Sunday, 19 October 2008

Number 11 - Saxomophone, alcomahol and hey-diddly-ey via Tmesis!!

God bless our English language! Its so complex and inference can hang on the position of a simple comma. So, even as a fluent English speaker (will I ever be fluent??) I'm still learning brand new things about my mother tongue. I took French at A-Level and was shocked at how hard it was...you needed a degree in English first to understand the majority of it. If you a a tad shaky on what a past participle or what the third person present indicitive is or even what a conditional or imperitive verb is. So at last an easy thing to understand! The infix. The infix is a distant relative of the prefix and the suffix (even I know what they are!!) except the infix goes inside the word, not before or after it.

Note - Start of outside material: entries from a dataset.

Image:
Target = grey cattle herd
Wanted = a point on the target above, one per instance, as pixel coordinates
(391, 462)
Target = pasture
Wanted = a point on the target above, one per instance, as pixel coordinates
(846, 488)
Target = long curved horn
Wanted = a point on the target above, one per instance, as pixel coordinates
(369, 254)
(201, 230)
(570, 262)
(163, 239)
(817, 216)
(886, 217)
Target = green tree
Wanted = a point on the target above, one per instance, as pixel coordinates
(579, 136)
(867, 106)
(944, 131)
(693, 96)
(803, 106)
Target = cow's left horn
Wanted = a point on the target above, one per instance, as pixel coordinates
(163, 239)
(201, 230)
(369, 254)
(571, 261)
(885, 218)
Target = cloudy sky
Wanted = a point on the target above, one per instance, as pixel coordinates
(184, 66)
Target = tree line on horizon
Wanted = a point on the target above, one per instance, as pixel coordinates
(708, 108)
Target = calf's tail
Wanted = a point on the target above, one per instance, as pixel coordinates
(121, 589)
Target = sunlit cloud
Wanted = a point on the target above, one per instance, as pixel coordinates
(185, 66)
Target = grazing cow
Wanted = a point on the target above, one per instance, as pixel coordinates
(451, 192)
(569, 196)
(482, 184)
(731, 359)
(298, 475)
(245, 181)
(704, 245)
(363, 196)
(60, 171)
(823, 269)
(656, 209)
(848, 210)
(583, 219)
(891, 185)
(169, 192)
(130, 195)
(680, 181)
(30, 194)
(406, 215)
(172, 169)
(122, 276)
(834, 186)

The infix is rare in English and often get mixed up with the tmesis! Tmesis is the process of slipping a word into another. Your friend and mine Ned Flanders uses Tmesis all the time "Wel-diddly-elcome". Although this is groovy - I prefer expletive infixation "ABSO-BLOODY-Lutely" or "Fan-SMEGGING-tastic"! The expletive infixation is most useful when trying to make a word sound more HEAVY METAL simply take any word: "Primrose" for example. Split it at the syllable insert a naughty word (you know the one I mean, its got seven letters and starts with F and ends with "ing") and hey presto "Prim-f*****g-Rose" - How heavy metal is that!! Go on try it yourself - the expletive infixation and tmesis - make your English more interesting!